This dataset comprises various information about hotel bookings. For each booking, the following attributes are provided:
- hotel: Hotel (Resort Hotel or City Hotel) where the booking was made.
- is_canceled: Value indicating if the booking was canceled (1) or not (0).
- lead_time: Number of days that elapsed between the entering date of the booking into the Property Management System and the arrival date.
- arrival_date_year: Year of arrival date.
- arrival_date_month: Month of arrival date.
- arrival_date_week_number: Week number of year for arrival date.
- arrival_date_day_of_month: Day of arrival date.
- stays_in_weekend_nights: Number of weekend nights (Saturday or Sunday) the guest stayed or booked to stay at the hotel.
- stays_in_week_nights: Number of week nights (Monday to Friday) the guest stayed or booked to stay at the hotel.
- adults: Number of adults.
- children: Number of children.
- babies: Number of babies.
- meal: Type of meal booked.
- country: Country of origin of the booking.
- market_segment: Market segment designation.
- distribution_channel: Booking distribution channel.
- is_repeated_guest: Value indicating if the booking name was from a repeated guest (1) or not (0).
- previous_cancellations: Number of previous bookings that were cancelled by the customer prior to the current booking.
- previous_bookings_not_canceled: Number of previous bookings not cancelled by the customer prior to the current booking.
- reserved_room_type: Code of room type reserved.
- assigned_room_type: Code for the type of room assigned to the booking.
- booking_changes: Number of changes/amendments made to the booking from the moment the booking was entered on - the Property Management System until the moment of check-in or cancellation.
- deposit_type: Indication on if the customer made a deposit to guarantee the booking.
- agent: ID of the travel agency that made the booking.
- company: ID of the company/entity that made the booking or responsible for paying the booking.
- days_in_waiting_list: Number of days the booking was in the waiting list before it was confirmed to the customer.
- customer_type: Type of booking.
- adr: Average Daily Rate as defined by dividing the sum of all lodging transactions by the total number of staying nights.
- required_car_parking_spaces: Number of car parking spaces required by the customer.
- total_of_special_requests: Number of special requests made by the customer.

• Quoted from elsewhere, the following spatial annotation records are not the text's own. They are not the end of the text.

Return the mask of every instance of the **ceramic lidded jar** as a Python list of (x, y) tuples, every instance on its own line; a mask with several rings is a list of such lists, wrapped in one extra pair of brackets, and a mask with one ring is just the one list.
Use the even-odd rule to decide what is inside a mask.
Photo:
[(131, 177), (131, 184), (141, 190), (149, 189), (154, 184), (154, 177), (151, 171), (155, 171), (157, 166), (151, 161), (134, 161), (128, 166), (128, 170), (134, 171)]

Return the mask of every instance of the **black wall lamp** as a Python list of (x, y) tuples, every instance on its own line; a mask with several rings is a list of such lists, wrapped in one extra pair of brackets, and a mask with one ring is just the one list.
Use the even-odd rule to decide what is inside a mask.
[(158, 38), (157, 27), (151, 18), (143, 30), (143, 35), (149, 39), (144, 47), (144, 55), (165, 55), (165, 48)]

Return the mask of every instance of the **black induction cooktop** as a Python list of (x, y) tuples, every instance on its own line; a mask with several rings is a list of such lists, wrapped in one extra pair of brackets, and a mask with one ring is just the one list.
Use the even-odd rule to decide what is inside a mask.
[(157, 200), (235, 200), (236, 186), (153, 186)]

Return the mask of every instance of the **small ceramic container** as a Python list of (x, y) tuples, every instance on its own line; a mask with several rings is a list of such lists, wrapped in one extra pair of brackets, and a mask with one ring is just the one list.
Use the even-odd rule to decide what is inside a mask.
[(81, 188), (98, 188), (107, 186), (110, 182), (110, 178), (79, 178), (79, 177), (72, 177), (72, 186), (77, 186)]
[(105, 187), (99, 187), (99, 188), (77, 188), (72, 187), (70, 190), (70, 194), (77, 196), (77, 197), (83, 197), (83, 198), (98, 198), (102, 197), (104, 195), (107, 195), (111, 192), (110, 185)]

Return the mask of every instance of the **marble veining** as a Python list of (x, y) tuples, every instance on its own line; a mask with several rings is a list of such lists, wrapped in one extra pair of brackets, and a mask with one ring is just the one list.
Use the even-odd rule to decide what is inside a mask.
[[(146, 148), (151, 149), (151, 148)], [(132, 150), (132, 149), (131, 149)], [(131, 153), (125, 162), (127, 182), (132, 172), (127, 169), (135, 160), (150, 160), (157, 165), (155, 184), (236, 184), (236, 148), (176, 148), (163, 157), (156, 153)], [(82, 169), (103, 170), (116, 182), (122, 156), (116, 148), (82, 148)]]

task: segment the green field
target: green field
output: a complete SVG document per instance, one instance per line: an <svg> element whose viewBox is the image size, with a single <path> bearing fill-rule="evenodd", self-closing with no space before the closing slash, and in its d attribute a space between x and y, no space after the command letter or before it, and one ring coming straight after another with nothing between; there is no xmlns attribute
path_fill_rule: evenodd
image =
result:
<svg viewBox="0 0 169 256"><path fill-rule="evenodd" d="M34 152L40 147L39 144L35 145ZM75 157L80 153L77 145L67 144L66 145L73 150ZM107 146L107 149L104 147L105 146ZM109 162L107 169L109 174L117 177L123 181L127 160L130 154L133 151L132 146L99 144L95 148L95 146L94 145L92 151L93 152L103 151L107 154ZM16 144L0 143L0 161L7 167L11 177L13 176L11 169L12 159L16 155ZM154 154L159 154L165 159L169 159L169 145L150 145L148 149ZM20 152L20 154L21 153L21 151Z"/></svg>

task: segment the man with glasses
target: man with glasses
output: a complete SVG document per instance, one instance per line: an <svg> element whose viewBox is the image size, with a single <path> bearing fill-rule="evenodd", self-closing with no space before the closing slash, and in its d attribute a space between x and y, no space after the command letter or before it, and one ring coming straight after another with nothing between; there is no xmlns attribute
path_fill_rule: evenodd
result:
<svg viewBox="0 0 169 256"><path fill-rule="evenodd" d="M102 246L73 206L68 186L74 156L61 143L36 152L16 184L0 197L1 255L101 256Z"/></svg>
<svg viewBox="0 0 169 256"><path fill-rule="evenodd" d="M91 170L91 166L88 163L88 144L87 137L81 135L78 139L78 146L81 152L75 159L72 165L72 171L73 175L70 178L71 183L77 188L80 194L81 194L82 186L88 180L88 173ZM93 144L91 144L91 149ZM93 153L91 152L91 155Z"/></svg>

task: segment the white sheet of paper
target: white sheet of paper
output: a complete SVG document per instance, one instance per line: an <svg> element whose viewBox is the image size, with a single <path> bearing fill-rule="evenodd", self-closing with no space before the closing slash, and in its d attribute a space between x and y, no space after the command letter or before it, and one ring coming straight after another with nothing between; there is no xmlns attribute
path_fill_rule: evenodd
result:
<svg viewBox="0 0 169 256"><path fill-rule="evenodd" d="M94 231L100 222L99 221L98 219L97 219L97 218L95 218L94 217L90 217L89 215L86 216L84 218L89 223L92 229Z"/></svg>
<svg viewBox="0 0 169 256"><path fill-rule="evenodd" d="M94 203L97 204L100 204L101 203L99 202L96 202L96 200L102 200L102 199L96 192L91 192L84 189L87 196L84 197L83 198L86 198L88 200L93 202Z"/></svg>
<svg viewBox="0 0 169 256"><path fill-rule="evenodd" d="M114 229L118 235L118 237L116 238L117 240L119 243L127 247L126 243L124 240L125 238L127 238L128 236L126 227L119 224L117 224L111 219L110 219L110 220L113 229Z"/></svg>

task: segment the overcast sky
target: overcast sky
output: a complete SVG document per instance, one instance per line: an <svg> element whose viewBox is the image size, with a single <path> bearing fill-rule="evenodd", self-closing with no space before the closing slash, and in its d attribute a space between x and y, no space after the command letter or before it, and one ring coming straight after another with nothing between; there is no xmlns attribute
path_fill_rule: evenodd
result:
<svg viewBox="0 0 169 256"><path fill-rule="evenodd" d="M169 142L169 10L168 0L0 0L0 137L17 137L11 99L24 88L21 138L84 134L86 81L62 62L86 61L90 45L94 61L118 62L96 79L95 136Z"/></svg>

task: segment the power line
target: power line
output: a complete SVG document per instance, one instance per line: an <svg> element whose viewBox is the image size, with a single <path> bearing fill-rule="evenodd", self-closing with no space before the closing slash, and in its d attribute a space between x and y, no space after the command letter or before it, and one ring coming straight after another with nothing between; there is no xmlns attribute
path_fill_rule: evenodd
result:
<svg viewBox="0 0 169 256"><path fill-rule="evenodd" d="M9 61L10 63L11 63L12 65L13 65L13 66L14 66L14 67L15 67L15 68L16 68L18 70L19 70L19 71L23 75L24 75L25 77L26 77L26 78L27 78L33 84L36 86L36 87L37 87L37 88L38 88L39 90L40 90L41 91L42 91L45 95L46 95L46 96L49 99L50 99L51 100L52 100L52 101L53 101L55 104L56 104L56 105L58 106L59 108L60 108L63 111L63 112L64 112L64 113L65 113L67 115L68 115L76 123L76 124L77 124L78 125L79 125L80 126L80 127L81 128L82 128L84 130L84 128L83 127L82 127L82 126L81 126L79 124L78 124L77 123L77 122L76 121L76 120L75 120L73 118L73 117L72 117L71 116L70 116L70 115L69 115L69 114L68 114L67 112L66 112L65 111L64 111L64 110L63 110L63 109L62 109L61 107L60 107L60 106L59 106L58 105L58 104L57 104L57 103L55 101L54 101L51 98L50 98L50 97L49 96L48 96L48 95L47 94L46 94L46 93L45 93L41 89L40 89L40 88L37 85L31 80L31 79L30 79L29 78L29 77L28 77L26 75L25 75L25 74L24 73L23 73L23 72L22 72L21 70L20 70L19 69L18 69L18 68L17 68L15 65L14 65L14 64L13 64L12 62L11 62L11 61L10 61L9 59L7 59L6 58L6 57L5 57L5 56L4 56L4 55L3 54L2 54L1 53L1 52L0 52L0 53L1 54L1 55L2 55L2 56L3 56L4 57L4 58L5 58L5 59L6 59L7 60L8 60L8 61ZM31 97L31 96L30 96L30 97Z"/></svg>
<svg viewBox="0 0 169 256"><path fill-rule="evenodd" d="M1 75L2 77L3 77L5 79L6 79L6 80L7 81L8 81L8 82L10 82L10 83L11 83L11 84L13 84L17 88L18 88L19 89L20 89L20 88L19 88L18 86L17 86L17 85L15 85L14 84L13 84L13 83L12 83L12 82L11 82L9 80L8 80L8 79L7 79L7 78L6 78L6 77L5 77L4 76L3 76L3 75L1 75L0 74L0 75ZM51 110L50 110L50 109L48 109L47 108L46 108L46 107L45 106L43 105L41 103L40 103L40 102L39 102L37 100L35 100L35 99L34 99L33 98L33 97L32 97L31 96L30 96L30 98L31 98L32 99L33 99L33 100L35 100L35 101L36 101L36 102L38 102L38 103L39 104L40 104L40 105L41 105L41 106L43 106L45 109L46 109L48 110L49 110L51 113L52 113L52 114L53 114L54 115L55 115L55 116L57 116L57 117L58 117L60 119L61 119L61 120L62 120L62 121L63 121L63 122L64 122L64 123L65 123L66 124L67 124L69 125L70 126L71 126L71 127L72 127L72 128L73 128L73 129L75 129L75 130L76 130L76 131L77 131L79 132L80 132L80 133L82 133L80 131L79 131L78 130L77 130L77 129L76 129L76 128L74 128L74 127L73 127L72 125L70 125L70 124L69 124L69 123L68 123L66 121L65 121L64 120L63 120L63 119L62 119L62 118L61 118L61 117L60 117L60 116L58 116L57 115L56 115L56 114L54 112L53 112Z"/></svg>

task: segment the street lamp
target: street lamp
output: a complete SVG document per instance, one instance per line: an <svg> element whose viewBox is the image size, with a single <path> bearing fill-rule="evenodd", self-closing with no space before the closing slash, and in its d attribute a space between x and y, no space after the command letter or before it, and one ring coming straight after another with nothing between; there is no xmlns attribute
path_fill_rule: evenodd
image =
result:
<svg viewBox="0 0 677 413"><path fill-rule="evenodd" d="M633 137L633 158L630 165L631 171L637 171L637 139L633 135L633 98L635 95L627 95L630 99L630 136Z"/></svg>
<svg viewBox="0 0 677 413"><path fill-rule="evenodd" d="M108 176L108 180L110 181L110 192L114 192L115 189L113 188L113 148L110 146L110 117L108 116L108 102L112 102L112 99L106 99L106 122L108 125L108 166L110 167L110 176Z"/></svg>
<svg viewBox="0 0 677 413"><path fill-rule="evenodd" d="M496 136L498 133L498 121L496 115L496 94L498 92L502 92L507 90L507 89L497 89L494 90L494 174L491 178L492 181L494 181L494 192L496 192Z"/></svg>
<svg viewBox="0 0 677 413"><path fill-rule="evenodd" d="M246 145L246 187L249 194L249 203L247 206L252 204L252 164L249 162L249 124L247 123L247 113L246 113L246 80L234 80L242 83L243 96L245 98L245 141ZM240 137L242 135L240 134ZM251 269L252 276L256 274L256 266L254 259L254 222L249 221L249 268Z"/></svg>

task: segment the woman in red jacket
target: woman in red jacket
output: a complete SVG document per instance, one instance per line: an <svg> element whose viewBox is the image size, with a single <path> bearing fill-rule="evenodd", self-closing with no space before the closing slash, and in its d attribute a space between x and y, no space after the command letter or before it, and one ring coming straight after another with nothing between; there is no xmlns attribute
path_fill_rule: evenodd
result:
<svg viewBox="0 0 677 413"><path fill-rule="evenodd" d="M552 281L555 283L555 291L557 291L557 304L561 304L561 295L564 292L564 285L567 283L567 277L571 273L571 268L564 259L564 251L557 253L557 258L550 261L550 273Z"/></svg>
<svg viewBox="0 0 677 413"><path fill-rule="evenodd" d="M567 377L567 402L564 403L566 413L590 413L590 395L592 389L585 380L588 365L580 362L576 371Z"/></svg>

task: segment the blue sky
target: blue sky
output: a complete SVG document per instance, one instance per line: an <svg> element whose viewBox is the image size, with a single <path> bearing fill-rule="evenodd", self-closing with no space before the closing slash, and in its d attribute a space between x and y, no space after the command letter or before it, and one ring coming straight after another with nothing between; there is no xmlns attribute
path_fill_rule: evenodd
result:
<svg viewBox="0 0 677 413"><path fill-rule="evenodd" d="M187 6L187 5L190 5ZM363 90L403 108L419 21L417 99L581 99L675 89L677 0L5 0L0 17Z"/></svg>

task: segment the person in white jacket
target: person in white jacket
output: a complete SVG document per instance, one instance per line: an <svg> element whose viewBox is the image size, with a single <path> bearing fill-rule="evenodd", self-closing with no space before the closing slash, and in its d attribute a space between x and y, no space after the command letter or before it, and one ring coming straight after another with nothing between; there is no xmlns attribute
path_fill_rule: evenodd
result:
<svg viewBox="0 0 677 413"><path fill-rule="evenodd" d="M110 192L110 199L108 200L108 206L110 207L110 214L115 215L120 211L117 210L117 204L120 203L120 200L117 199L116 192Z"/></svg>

- reservation_status: Last reservation status, assuming one of three categories: Canceled, Check-Out, No-Show.
- reservation_status_date: Date at which the last status was set.
The data are with very long content.
## research questions
- 1. Booking Patterns: What are the busiest months for hotels? Does the lead time of booking relate to the busy periods?
- 2. Guest Preferences: Are certain room types more popular than others? Does the choice of room type correlate with any other variables like the number of adults, children, or babies in the party?
- 3. Cancellations: Are cancellations more likely for certain types of bookings (e.g., long lead time, specific room type, repeated guest etc.)? Can we predict if a booking will be cancelled based on certain characteristics?
- 4. Special Requests: How often do customers make special requests? Does the presence of a special request impact the likelihood of cancellation?
- 5. Pricing Strategies: Does the price (ADR) vary by the time of year or by room type? What factors might be influencing these pricing strategies?